# Subagent Stop-Reason Normalization Design

**Date:** 2026-04-11  
**Package:** `pi-subagents`

## Goal

Fix regression where subagents now exit almost immediately after being called, while preserving the previous fix for lingering child processes that already reached real completion.

## Root cause

`src/wrapper/cli.mjs` currently starts semantic completion cleanup on any normalized assistant event with a `stopReason`.

That assumption is wrong.

Evidence gathered during debugging:

1. `pi` emits `message_end` for assistant messages in general, not only for final overall completion.
2. Pi stop reasons include non-terminal tool-use states.
3. The wrapper currently treats those non-terminal assistant messages as terminal.
4. After the first assistant `message_end`, the wrapper waits ~250 ms and then sends `SIGTERM` / `SIGKILL`.
5. Real subagent runs therefore get killed before their tool work or later assistant turns complete.

A local repro confirmed this with a fake `pi` binary that emitted:

- an early assistant `message_end` with `stopReason: "toolUse"`,
- later tool/final events,
- and no immediate process exit.

The wrapper exited early and wrote `result.json` with the first assistant text instead of the true final result.

## Chosen approach

Use **normalized semantic completion**.

Instead of treating every raw `message_end.stopReason` as terminal, introduce a canonical stop-reason layer and make wrapper completion decisions from that semantic category.

## Scope

### Modify

- `src/wrapper/normalize.mjs`
- `src/wrapper/normalize.test.ts`
- `src/wrapper/cli.mjs`
- `src/wrapper/cli.test.ts`

### Do not modify

- `src/monitor.ts`
- `src/process-runner.ts`
- `src/tmux-runner.ts`
- `src/tool.ts`
- `src/schema.ts`

## Design

### 1. Canonical stop reasons

Normalize raw provider/session stop reasons into canonical values at the wrapper boundary.

Expected canonical values:

- `stop` — normal terminal completion
- `length` — terminal length limit
- `toolUse` — non-terminal assistant turn that is handing off to tools
- `aborted` — terminal abort
- `error` — terminal failure

Representative raw mappings:

- `toolUse`, `tool_use` -> `toolUse`
- `stop`, `end_turn`, `endTurn` -> `stop`
- `length` -> `length`
- `aborted` -> `aborted`
- `error` -> `error`

Unknown values should be preserved conservatively instead of guessed away.

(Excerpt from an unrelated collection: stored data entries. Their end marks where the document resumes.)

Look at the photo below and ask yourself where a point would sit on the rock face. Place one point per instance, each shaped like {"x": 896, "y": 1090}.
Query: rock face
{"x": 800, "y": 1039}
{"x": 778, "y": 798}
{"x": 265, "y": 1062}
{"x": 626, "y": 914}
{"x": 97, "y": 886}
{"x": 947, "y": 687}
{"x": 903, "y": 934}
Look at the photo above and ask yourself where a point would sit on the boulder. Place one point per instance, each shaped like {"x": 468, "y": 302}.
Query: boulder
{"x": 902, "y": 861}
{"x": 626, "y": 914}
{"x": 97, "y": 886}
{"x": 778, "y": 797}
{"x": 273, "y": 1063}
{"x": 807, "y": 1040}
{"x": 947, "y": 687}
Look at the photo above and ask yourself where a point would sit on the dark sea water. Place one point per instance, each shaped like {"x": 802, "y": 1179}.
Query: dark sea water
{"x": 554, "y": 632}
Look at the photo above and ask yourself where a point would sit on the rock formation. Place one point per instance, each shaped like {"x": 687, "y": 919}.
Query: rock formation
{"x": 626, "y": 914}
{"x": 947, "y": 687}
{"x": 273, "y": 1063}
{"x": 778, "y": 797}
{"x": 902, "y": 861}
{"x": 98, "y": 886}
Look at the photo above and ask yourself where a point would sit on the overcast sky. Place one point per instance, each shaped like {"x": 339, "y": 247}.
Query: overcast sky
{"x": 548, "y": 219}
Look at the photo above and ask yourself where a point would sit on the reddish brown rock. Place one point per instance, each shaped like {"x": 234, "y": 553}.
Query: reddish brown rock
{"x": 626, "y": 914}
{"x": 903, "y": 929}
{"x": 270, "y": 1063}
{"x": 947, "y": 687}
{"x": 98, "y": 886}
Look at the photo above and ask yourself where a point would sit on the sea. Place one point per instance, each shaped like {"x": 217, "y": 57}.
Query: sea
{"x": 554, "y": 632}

The wrapper should not treat an unknown stop reason as definitely terminal unless explicitly mapped that way.

### 2. Preserve raw reason for debugging

Normalized assistant events should keep both:

- canonical `stopReason`
- auxiliary `rawStopReason`

This gives stable internal semantics without losing evidence when debugging provider-specific behavior.

### 3. Terminal vs non-terminal assistant messages

Wrapper semantic completion should start only for canonical **terminal** stop reasons:

- `stop`
- `length`
- `aborted`
- `error`

Wrapper semantic completion must **not** start for:

- `toolUse`
- missing stop reason
- unknown unmapped stop reason

This preserves the previous lingering-child fix while no longer killing subagents during normal tool orchestration.

### 4. Result semantics

`result.json` should use canonical `stopReason` so downstream logic sees stable values.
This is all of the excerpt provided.